Source:
https://scmp.com/comment/insight-opinion/article/1190975/lets-profit-inevitable-loss-privacy
Opinion/ Comment

Let's profit from inevitable loss of privacy

The Privacy Commissioner for Personal Data Allan Chiang Yam-wang. Photo: Sam Tsang

Privacy protection is a losing battle. Anonymity is increasingly difficult in the era of big data and mobile computing. That's why I think our privacy commissioner and his counterparts overseas are becoming obsolete. Allan Chiang Yam-wang makes a valiant defence of personal data, in particular our ID card numbers, in the letters page today. But given time, we will all be open books, our personal particulars digitally available to those who have the power or money to check them.
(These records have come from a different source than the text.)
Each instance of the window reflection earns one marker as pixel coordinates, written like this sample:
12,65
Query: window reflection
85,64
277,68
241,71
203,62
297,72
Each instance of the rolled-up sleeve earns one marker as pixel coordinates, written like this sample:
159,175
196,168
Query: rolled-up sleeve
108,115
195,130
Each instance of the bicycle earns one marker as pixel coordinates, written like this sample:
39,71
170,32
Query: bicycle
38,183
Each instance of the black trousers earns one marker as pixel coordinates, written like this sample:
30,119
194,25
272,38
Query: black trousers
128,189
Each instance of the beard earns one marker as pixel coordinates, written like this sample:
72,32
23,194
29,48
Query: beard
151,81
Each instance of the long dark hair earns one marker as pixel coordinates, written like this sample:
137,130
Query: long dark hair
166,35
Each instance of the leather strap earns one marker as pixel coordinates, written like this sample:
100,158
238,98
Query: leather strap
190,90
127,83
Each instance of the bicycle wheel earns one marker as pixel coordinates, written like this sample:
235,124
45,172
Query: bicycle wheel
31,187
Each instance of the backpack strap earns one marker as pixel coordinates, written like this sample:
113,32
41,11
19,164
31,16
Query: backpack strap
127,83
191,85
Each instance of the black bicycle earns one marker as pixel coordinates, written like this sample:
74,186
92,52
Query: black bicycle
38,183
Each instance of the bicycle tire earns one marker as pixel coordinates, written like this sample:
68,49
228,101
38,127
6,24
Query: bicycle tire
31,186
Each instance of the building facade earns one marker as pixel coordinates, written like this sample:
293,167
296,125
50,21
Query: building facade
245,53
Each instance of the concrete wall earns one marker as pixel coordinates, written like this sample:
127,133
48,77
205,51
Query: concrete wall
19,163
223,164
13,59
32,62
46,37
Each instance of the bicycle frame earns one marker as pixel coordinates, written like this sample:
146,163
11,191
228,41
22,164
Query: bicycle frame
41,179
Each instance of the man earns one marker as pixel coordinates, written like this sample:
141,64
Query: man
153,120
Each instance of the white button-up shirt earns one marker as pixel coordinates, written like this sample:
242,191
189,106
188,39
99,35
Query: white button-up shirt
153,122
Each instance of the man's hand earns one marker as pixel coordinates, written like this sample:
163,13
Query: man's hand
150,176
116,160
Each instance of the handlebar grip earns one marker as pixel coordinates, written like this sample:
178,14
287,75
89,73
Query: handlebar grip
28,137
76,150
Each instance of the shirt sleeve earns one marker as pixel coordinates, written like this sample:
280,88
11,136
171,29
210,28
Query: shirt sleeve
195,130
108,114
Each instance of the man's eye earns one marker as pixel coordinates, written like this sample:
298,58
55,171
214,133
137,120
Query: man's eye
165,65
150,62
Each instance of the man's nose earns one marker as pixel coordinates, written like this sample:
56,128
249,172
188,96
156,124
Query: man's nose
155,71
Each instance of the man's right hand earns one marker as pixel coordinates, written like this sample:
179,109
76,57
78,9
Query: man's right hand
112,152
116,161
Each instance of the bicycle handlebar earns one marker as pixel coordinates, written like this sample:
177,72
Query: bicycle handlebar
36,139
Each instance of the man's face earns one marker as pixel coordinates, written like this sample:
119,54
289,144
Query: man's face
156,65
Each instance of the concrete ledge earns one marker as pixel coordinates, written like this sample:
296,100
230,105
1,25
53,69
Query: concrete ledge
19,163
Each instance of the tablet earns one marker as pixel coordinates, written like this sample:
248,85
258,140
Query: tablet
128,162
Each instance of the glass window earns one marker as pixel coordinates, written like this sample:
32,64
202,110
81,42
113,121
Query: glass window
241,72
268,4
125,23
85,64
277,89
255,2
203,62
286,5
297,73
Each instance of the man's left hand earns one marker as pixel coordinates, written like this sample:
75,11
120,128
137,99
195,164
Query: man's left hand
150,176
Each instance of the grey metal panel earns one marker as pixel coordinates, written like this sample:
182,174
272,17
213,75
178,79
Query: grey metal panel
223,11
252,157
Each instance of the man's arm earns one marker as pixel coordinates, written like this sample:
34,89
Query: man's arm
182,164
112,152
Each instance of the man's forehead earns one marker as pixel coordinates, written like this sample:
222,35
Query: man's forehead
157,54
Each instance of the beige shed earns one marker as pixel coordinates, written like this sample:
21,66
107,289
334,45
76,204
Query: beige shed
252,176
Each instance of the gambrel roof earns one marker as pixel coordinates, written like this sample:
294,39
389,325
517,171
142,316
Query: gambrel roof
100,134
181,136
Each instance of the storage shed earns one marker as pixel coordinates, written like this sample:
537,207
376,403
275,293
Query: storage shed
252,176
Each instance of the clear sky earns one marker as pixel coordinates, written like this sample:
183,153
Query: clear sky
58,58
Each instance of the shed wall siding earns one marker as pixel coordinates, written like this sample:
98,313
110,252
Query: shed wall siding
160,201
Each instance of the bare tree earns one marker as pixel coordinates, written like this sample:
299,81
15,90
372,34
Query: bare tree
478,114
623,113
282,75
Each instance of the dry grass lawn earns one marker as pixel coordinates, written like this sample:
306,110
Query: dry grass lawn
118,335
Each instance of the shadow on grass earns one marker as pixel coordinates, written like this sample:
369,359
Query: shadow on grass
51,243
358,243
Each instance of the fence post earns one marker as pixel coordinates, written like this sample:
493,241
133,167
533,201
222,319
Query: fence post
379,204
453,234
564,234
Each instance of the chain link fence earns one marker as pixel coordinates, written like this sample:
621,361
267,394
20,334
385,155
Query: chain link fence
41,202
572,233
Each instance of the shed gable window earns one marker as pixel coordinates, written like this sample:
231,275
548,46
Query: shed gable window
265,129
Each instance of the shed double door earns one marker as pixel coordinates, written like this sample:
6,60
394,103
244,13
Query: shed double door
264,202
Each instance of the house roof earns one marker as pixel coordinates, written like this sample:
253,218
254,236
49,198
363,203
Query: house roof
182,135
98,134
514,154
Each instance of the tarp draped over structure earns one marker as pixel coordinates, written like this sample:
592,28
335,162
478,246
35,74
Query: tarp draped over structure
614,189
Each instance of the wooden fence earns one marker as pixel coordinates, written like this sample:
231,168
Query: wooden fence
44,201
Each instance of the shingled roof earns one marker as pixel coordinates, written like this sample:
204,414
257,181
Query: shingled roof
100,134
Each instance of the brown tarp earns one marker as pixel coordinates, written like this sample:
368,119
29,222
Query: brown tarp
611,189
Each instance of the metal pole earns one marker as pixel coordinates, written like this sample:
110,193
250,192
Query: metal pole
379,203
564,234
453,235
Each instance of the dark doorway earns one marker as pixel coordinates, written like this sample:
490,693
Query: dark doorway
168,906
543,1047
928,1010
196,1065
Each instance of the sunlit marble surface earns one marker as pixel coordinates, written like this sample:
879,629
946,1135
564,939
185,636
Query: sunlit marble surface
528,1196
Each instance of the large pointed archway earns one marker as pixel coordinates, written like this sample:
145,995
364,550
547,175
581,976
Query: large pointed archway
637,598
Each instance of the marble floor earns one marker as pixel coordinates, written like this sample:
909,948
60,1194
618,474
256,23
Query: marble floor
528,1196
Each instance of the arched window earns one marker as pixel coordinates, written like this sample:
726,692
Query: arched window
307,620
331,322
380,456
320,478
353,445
We may think we lead private lives. But whether democratic or authoritarian, governments and well-funded companies with large databases already know a great deal about us. In countries with the most technologically advanced companies, large personal databases have become sources of profit. Facebook, Google and Amazon know far more about you than maybe your nearest and dearest. When such databases exist, they will eventually be used.

Google has been fined US$7 million for "snooping" the personal e-mails, passwords and browsing histories of people in the US via Wi-fi during its Street View mapping project between 2008 and 2010. It blamed a rogue engineer for the "mistake". Yeah, right! But it's not just Google. Companies and governments that have the resources all do it.

Privacy will eventually become a thing of the past. We made a Faustian bargain when the whole world jumped on the internet bandwagon. Now it's too late to go back. We should embrace the inevitable. But why should we let companies make money from our data and governments control our lives?

We should be able to trade our personal data, rather than being exploited. Let's develop copyright regimes where they will have to pay us to use our personal data. Individuals' data may not be worth much, but how about forming groups of, say, frequent travellers, moviegoers, readers, cosmetics users, disease sufferers and pornographers, so large data can be collected and sold en masse? Let's monetise our likes and dislikes.

Correction: The US, not Iran, is the only country on record to have admitted launching a cyberattack against another country, that is, Iran. The mistake in my column yesterday was introduced during subediting.